Shortly after the announcement that Stephens would be “sworn in” as a police major, Igliozzi said the council had expected a lower-ranking police officer to be promoted to the job.

“When the mayor chose to take a different train, a different track, and appoint a civilian to become a Providence police officer without any background, training, certification or anything, it was completely contrary to the entire concept,” Igliozzi said.

He said Elorza’s decision had left him in “disbelief.” A veto-proof majority of councilors signed on to a letter asking for the job to be reclassified.

Elorza said Wednesday he does not support the changes to the budget as written, but said he is in talks with Igliozzi about amending the ordinances before passage.

The mayor acknowledged that the job was not originally conceived as a civilian role.

“This wasn’t the direction that we were contemplating,” Elorza said. “But when we reviewed all of the résumés, he stood out because of what he brings to the table, because of his deep relationships in the community. I think a lot of people were surprised, but with that said this was a decision that we had a process, with a committee that put the names forward, myself, the commissioner and the chief were in agreement that Mike Stephens was the best person for this role.”

Elorza’s office has declined to provide the list of finalists for the job, nor have his spokespersons responded to questions about the salary Stephens was offered. His office said 43 people applied, and seven of them were interviewed by a hiring committee.

Col. Hugh Clements, the police chief, said Stephens will not have a gun, uniform or be a sworn police officer. He also won’t run the police academy, which was part of the original job description.

“I support that they’re moving to make it a civilian title,” Clements said Thursday. He said he disagreed with the council’s proposal to put the job under the public safety commissioner’s office.

“I would recommend that it falls under the police department,” he said, adding that he believes Stephens is the right person for the job.

Discussions are still underway about Stephens’ job description, which is unlikely to match the original plan.

Rank-and-file officers both privately and publicly criticized Elorza for initially appointing Stephens as a major.

“Mr.

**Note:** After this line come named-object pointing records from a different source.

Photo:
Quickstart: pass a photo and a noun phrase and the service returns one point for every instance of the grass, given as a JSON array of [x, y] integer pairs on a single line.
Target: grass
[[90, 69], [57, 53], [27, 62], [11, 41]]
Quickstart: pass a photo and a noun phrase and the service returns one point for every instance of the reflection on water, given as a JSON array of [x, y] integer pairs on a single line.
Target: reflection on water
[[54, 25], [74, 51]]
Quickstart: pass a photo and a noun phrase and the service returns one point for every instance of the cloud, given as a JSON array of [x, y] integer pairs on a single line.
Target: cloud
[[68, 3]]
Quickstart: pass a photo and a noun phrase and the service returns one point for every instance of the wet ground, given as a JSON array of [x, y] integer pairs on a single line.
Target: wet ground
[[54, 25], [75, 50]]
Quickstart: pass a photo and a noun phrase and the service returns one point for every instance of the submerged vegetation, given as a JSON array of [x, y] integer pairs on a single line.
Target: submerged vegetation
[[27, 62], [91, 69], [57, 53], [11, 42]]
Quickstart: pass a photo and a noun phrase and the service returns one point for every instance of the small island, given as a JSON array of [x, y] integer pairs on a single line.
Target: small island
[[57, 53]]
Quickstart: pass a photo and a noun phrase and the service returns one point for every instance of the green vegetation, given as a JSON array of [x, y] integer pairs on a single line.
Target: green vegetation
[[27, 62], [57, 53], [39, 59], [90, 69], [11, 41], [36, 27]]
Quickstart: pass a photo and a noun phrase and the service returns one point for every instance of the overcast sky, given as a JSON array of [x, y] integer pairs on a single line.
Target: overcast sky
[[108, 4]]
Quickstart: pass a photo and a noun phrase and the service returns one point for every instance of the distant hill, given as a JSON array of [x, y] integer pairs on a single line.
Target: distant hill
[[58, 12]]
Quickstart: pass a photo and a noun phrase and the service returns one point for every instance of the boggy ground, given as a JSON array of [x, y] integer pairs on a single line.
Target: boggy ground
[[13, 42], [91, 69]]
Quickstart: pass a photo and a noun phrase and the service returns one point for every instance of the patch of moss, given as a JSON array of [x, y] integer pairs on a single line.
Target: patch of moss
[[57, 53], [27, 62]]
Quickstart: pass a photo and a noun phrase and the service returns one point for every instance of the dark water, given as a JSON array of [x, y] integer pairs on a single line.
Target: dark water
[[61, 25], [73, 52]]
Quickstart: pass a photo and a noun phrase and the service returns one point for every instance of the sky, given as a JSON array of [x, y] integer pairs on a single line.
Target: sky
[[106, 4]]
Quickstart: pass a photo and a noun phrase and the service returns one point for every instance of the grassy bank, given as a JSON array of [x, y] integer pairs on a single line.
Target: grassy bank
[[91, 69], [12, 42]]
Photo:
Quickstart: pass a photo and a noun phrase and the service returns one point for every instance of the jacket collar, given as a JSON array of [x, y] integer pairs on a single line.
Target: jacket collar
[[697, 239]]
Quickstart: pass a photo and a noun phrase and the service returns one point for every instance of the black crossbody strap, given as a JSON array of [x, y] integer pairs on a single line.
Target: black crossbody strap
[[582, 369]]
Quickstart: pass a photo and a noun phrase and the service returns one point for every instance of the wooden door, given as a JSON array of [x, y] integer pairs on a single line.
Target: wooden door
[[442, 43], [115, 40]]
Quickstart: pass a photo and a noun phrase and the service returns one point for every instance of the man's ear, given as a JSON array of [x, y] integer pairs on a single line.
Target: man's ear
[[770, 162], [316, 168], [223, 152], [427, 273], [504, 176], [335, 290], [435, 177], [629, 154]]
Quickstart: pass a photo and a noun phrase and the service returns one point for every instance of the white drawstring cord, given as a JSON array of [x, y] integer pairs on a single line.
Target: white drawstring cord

Stephens is obviously an incredible resource when it comes to community relations and bridging the gap between the community and Police,” the Fraternal Order of Police Lodge #3 wrote on its Facebook page, but warned, “we are sure he would agree he has limited credentials at best when concerning police related matters.”

“The idea may have been correct, but the process was wrong,” said Lt. Charles Wilson, chairman of the National Association of Black Law Enforcement Officers. “If you are going to direct the activities of police officers, you need to understand fully what their job is and how and why they do their job.”

But the appointment was praised by Harrison Tuttle, executive director of the Black Lives Matter R.I. PAC.

“I think this will breed a sense of comfortability with people in Providence because they know this person has spent his entire life centered around their best interests,” Tuttle said. “I think when people look for public safety, they look for people that they are close with and have a relationship with.”

Stephens’ first day on the job has not yet been determined.